The initiative would establish an annual interest cap of 36% for payday loans. Michiganders for Fair Lending argues that the typical payday loan has an annual rate of 370% and that high interest rates can be financially detrimental to Michiganders. According to the Center for Responsible Lending, 18 states, plus the District of Columbia, have an annual interest limit of 36%.

“Payday lenders have been using the lure of quick money to prey on vulnerable Michiganders for far too long,” said campaign spokesman Josh Hovey, “These extreme interest rate loans are designed to ensnare people in an endless cycle of debt, and we’re giving voters a chance this fall to fix this problem.”

Of the 10 initiative campaigns in Michigan, the Michiganders for Fair Lending campaign was the only one to meet the June 1 signature submission deadline.

The campaign claimed that of the 575,000 signatures they collected during the petition process, they submitted 405,265 signatures. In Michigan, 340,047 signatures are required in 2022 to qualify an indirect initiative state statute for the ballot. This number is determined by calculating 8% of the votes cast for governor in the last gubernatorial election.

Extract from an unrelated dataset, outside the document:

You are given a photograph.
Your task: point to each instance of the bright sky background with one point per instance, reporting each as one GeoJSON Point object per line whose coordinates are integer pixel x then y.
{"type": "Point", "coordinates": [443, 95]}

The measure is an indirect initiative state law. Of the 21 states that allow state initiated statutes, nine states, including Michigan, use an indirect process for citizen initiated statutes. In Michigan, citizen-initiated statutes that receive enough valid signatures are sent to the Legislature, which then has 40 days to pass the initiative into law. The governor cannot veto indirect initiatives that legislators approve. If the legislature does not approve the initiative, then it appears on the next general election ballot.

The other nine initiative campaigns that did not submit signatures on time may appear on the ballot in the next election cycle.

Currently, there is another measure on the Michigan ballot: a constitutional amendment referred to by the legislature, which would change the term limits for state legislators.

Since 1996, 26 citizen-initiated measures have gone before Michigan voters for approval. Of the 26, 8 (31%) were approved and 18 (69%) were defeated.